La manipulation des prix de transfert peut non seulement faciliter l’évasion fiscale, mais aussi permettre aux sociétés multinationales de transférer des fonds vers des juridictions où il y a une forte opacité financière. Ces fonds sont alors utilisés pour des transactions corrompues (comme le paiement de pots-de-vin à des fonctionnaires en échange de traitements favorables) en évitant la détection en raison du secret financier dont s’entoure la subdivision de la société chargée de ces fonds (Africa Progress Panel, 2013 ; OCDE, non daté a).

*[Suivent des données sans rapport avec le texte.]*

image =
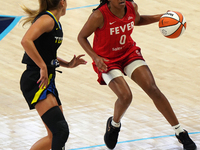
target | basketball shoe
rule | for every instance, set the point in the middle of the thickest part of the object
(184, 138)
(111, 135)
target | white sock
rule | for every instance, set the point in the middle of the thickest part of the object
(117, 125)
(178, 129)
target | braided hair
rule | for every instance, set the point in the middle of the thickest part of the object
(102, 2)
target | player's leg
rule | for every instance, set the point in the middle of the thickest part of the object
(144, 78)
(53, 117)
(45, 142)
(119, 86)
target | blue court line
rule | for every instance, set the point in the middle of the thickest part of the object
(142, 139)
(10, 27)
(82, 7)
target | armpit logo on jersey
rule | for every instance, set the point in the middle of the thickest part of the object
(122, 29)
(138, 53)
(58, 39)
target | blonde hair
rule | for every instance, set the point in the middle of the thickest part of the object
(44, 5)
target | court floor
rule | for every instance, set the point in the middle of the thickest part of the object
(87, 105)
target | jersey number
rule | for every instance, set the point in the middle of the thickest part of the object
(122, 39)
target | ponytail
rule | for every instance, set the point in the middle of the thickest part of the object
(102, 2)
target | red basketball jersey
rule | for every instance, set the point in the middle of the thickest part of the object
(114, 40)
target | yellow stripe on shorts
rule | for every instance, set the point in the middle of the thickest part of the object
(38, 93)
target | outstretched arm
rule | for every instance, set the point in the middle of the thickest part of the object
(76, 61)
(144, 19)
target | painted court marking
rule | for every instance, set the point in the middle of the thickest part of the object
(17, 19)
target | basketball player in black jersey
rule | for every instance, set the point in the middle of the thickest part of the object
(40, 43)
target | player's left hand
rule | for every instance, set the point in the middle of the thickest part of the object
(76, 61)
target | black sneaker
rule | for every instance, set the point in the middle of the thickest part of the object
(111, 135)
(184, 138)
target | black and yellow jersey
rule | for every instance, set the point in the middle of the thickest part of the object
(48, 43)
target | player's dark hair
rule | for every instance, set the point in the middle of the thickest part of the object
(102, 2)
(44, 5)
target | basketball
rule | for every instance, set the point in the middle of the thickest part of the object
(172, 24)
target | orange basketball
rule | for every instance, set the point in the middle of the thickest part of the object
(172, 24)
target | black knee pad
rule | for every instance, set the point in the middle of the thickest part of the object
(56, 122)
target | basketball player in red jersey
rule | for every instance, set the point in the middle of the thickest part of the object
(114, 53)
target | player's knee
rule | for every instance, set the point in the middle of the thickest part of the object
(126, 99)
(62, 131)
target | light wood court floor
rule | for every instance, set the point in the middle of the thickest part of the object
(175, 64)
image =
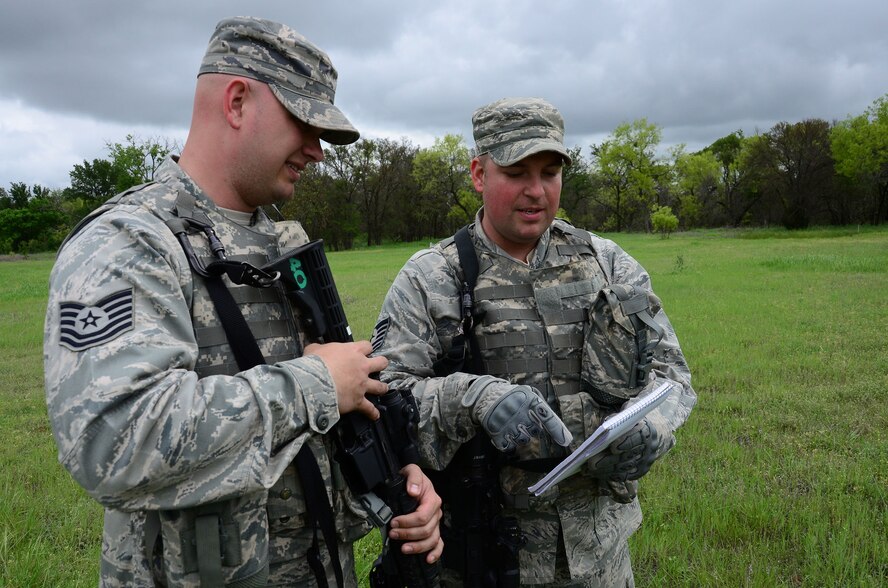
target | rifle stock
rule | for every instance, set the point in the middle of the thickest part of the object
(370, 453)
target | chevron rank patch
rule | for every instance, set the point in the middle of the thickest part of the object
(85, 326)
(379, 332)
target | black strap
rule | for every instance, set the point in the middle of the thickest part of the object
(243, 343)
(319, 511)
(454, 359)
(468, 259)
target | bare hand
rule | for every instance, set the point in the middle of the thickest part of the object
(350, 367)
(420, 528)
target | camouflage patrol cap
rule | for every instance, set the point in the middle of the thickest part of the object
(299, 74)
(514, 128)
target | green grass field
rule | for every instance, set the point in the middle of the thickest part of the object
(779, 478)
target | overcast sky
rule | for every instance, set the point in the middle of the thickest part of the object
(78, 74)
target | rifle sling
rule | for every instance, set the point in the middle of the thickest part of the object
(247, 352)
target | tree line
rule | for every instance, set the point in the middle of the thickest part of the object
(794, 175)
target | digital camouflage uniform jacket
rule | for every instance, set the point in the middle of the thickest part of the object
(151, 415)
(420, 317)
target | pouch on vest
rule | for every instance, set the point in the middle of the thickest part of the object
(619, 343)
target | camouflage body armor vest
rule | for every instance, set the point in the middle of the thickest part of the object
(530, 326)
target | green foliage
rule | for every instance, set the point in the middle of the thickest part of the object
(442, 174)
(135, 161)
(860, 149)
(627, 169)
(663, 221)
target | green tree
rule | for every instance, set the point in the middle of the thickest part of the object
(663, 221)
(135, 161)
(33, 220)
(860, 149)
(576, 188)
(695, 177)
(628, 172)
(447, 199)
(795, 164)
(737, 192)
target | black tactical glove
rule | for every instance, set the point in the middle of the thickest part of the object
(632, 455)
(511, 415)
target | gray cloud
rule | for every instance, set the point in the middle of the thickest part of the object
(80, 74)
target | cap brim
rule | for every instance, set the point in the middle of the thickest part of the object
(337, 130)
(516, 151)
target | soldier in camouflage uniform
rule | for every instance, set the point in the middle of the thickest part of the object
(192, 457)
(535, 324)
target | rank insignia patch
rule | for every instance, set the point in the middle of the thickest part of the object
(85, 326)
(379, 332)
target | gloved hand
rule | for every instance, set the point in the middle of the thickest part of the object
(632, 455)
(511, 415)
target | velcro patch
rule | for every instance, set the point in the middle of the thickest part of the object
(379, 332)
(85, 326)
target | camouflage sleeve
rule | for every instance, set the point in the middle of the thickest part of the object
(419, 317)
(669, 363)
(133, 423)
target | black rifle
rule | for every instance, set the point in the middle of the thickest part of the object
(370, 453)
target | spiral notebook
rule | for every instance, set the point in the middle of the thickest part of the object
(610, 430)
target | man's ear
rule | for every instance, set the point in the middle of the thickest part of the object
(236, 93)
(477, 172)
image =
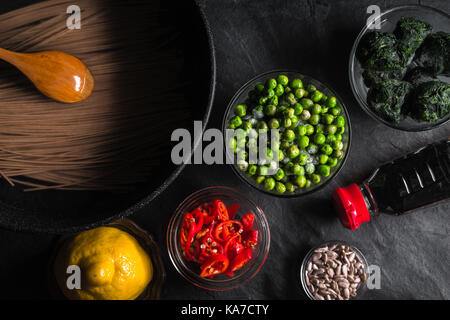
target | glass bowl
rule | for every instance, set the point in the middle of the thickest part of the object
(308, 258)
(242, 94)
(190, 270)
(388, 19)
(153, 289)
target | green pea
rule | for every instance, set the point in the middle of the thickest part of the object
(291, 98)
(280, 187)
(299, 93)
(263, 170)
(312, 148)
(294, 151)
(283, 80)
(289, 167)
(323, 170)
(330, 138)
(309, 129)
(270, 110)
(246, 126)
(330, 129)
(260, 179)
(290, 187)
(316, 96)
(323, 158)
(286, 144)
(259, 87)
(315, 178)
(298, 170)
(307, 103)
(308, 183)
(273, 100)
(242, 165)
(296, 83)
(303, 142)
(319, 128)
(269, 184)
(236, 121)
(263, 100)
(302, 159)
(327, 119)
(335, 111)
(316, 109)
(271, 83)
(311, 88)
(274, 123)
(242, 155)
(298, 109)
(340, 121)
(332, 162)
(315, 119)
(279, 174)
(279, 90)
(270, 93)
(301, 130)
(337, 145)
(310, 168)
(305, 115)
(319, 138)
(280, 155)
(252, 169)
(300, 181)
(240, 110)
(326, 149)
(331, 102)
(289, 112)
(262, 126)
(338, 154)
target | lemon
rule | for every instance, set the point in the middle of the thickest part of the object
(112, 265)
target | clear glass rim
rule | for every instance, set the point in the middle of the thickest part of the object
(361, 289)
(212, 284)
(351, 74)
(341, 162)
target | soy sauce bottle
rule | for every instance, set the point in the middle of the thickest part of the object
(414, 181)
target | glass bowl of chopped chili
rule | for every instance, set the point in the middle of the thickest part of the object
(218, 239)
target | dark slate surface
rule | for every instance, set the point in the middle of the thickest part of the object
(315, 38)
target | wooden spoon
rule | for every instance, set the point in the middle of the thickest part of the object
(56, 74)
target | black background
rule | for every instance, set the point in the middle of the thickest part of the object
(314, 37)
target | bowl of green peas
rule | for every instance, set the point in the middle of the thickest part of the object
(288, 134)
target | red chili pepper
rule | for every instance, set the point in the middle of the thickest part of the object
(250, 239)
(247, 221)
(226, 229)
(241, 260)
(216, 265)
(220, 210)
(199, 218)
(233, 246)
(209, 248)
(232, 210)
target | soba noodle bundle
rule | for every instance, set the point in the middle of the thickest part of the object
(116, 137)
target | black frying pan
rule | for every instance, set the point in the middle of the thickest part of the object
(71, 211)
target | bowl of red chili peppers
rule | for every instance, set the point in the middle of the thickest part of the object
(218, 239)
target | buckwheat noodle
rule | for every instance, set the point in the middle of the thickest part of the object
(116, 137)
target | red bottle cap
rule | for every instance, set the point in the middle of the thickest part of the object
(350, 206)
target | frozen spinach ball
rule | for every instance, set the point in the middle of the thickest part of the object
(431, 101)
(386, 99)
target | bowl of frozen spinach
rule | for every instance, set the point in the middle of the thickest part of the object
(399, 69)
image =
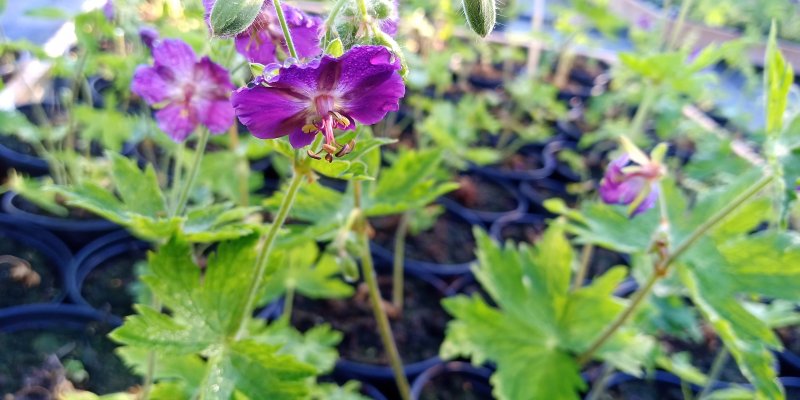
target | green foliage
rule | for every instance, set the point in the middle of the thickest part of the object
(140, 206)
(205, 310)
(299, 268)
(539, 323)
(411, 182)
(229, 18)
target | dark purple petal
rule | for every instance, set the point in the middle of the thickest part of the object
(151, 85)
(108, 10)
(176, 55)
(213, 79)
(648, 202)
(300, 139)
(259, 49)
(306, 31)
(148, 36)
(369, 84)
(271, 112)
(177, 121)
(217, 115)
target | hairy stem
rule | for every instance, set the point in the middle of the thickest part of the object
(399, 253)
(287, 36)
(267, 244)
(662, 267)
(716, 370)
(183, 197)
(583, 270)
(376, 301)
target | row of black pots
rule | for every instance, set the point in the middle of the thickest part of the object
(94, 256)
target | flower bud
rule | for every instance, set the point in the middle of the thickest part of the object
(481, 15)
(348, 267)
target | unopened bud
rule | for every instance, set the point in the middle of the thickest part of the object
(481, 15)
(349, 268)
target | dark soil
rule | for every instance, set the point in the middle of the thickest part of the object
(26, 275)
(110, 286)
(454, 386)
(418, 332)
(703, 355)
(12, 143)
(25, 353)
(522, 232)
(481, 194)
(790, 336)
(74, 213)
(643, 390)
(449, 241)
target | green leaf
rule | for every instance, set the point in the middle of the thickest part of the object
(410, 183)
(298, 267)
(261, 373)
(778, 79)
(748, 338)
(539, 324)
(232, 17)
(138, 189)
(316, 347)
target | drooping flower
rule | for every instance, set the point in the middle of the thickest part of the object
(632, 179)
(324, 95)
(109, 10)
(258, 43)
(148, 36)
(188, 92)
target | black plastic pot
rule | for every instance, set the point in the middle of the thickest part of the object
(482, 216)
(74, 232)
(73, 332)
(47, 316)
(548, 155)
(477, 378)
(95, 255)
(45, 243)
(791, 363)
(380, 374)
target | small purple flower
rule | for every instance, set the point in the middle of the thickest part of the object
(148, 36)
(108, 10)
(187, 92)
(326, 94)
(626, 183)
(258, 43)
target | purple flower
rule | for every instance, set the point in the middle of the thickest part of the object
(258, 43)
(625, 183)
(326, 94)
(108, 10)
(148, 36)
(187, 92)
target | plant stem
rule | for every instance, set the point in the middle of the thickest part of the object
(600, 384)
(287, 36)
(376, 301)
(242, 166)
(183, 197)
(662, 267)
(583, 270)
(535, 48)
(288, 303)
(177, 171)
(716, 370)
(686, 5)
(642, 112)
(267, 244)
(151, 361)
(399, 253)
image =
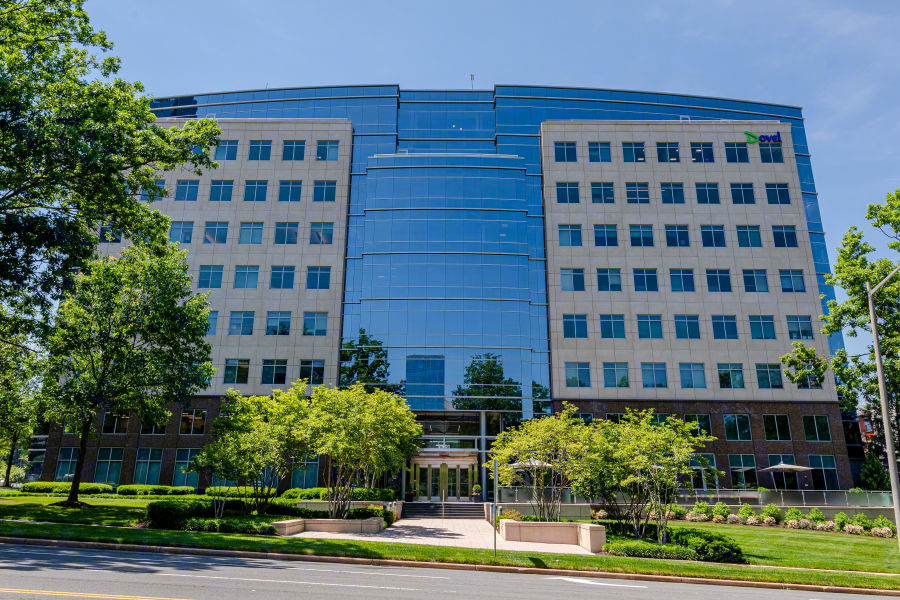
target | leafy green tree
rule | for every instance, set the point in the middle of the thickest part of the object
(543, 454)
(263, 435)
(360, 432)
(77, 145)
(873, 475)
(128, 338)
(485, 387)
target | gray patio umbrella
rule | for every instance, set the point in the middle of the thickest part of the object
(785, 467)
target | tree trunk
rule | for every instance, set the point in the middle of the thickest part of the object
(79, 464)
(12, 454)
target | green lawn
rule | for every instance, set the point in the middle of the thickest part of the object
(443, 554)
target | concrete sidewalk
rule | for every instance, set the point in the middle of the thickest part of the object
(462, 533)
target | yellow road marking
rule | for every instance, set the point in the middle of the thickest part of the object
(81, 595)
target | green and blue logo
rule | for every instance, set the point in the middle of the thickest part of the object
(773, 139)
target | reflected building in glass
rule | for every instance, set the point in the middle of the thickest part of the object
(492, 254)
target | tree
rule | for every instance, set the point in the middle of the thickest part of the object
(360, 432)
(873, 475)
(77, 145)
(542, 454)
(128, 338)
(261, 437)
(19, 383)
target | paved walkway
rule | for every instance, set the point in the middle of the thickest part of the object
(463, 533)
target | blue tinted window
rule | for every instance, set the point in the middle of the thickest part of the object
(326, 150)
(226, 150)
(570, 235)
(246, 277)
(609, 280)
(574, 326)
(220, 190)
(682, 280)
(707, 193)
(724, 327)
(653, 375)
(605, 235)
(255, 190)
(641, 235)
(672, 193)
(260, 150)
(755, 280)
(565, 152)
(718, 280)
(677, 236)
(645, 280)
(289, 191)
(293, 150)
(713, 236)
(742, 193)
(777, 193)
(599, 152)
(650, 327)
(186, 190)
(637, 193)
(602, 192)
(282, 278)
(633, 152)
(612, 326)
(748, 236)
(567, 192)
(324, 191)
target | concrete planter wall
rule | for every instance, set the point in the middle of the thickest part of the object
(588, 536)
(292, 526)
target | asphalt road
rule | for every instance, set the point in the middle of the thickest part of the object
(29, 572)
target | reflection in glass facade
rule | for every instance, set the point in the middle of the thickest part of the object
(445, 255)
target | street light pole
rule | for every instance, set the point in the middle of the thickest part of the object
(882, 390)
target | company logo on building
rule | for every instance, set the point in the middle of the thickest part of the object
(773, 138)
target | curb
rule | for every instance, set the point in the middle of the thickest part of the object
(386, 562)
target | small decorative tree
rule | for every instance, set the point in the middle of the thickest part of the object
(543, 454)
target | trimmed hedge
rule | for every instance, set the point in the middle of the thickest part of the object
(63, 487)
(154, 490)
(240, 492)
(356, 494)
(709, 546)
(644, 549)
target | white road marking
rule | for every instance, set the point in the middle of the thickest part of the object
(347, 585)
(595, 582)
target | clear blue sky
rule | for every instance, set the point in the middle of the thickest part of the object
(837, 60)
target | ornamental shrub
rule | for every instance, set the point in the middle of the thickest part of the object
(63, 487)
(862, 520)
(816, 515)
(709, 546)
(840, 520)
(154, 490)
(793, 514)
(882, 521)
(770, 510)
(645, 549)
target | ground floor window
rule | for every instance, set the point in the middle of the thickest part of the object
(147, 465)
(65, 464)
(743, 471)
(109, 465)
(824, 473)
(183, 458)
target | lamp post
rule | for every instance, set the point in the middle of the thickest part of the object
(882, 390)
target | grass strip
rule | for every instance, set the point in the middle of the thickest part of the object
(383, 550)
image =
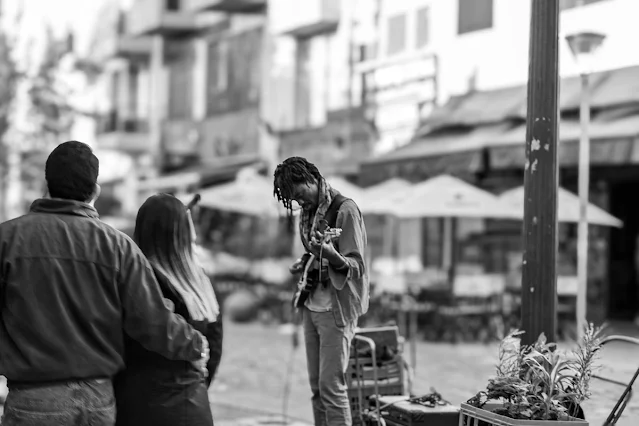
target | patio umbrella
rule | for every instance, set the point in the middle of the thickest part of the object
(373, 194)
(446, 197)
(376, 192)
(443, 196)
(250, 193)
(346, 188)
(568, 205)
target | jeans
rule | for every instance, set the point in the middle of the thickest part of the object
(327, 353)
(77, 403)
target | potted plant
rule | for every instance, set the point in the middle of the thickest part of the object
(536, 384)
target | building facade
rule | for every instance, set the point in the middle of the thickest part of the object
(478, 131)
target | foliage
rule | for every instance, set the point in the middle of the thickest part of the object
(538, 382)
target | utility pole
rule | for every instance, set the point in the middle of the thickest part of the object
(539, 273)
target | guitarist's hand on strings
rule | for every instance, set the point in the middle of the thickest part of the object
(320, 243)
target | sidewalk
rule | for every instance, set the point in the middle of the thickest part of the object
(250, 388)
(254, 369)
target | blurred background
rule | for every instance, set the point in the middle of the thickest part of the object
(397, 102)
(207, 96)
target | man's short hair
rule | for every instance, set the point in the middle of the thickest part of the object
(72, 171)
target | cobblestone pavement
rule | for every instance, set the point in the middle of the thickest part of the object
(252, 376)
(250, 387)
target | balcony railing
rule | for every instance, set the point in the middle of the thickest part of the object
(305, 18)
(125, 134)
(148, 17)
(227, 6)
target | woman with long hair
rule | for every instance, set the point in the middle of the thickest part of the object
(152, 389)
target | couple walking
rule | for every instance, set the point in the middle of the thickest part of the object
(96, 329)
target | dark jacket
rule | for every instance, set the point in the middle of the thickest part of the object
(351, 288)
(69, 286)
(155, 390)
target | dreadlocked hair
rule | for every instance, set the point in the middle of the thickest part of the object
(293, 171)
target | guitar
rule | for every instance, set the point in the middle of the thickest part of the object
(304, 288)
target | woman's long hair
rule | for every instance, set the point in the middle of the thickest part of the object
(165, 234)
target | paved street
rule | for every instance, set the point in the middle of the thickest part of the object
(250, 386)
(251, 380)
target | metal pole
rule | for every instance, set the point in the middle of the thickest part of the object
(584, 184)
(539, 277)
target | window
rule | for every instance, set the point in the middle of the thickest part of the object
(422, 24)
(218, 66)
(302, 83)
(475, 15)
(172, 5)
(179, 56)
(396, 34)
(233, 72)
(569, 4)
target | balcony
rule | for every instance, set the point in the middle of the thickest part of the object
(180, 137)
(227, 6)
(305, 18)
(127, 135)
(151, 17)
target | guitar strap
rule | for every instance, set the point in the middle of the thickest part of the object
(331, 214)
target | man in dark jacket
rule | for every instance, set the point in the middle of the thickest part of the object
(70, 287)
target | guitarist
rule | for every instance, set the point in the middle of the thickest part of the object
(333, 233)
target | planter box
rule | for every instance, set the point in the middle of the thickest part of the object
(471, 416)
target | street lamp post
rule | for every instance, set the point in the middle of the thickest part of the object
(583, 45)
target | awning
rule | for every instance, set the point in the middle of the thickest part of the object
(608, 89)
(206, 174)
(454, 152)
(419, 169)
(614, 141)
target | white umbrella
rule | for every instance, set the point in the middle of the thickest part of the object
(568, 205)
(374, 193)
(250, 194)
(443, 196)
(346, 188)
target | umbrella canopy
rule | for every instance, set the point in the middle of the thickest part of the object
(346, 188)
(568, 205)
(250, 193)
(443, 196)
(376, 192)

Le Congo, la Guinée équatoriale et Sao Tomé-et-Principe ont reçu plus d’IDE dans leurs secteurs des ressources naturelles en partie du fait de la plus grande certitude fiscale dans leurs secteurs extractifs par rapport à d’autres pays de la région Falsification du classement de la quantité ou de la qualité des ressources extraites Les impôts étant perçus en fonction de la valeur des ressources naturelles extraites, les pays ont tout intérêt à faire en sorte que les informations sur les quantités et qualités soient correctes. 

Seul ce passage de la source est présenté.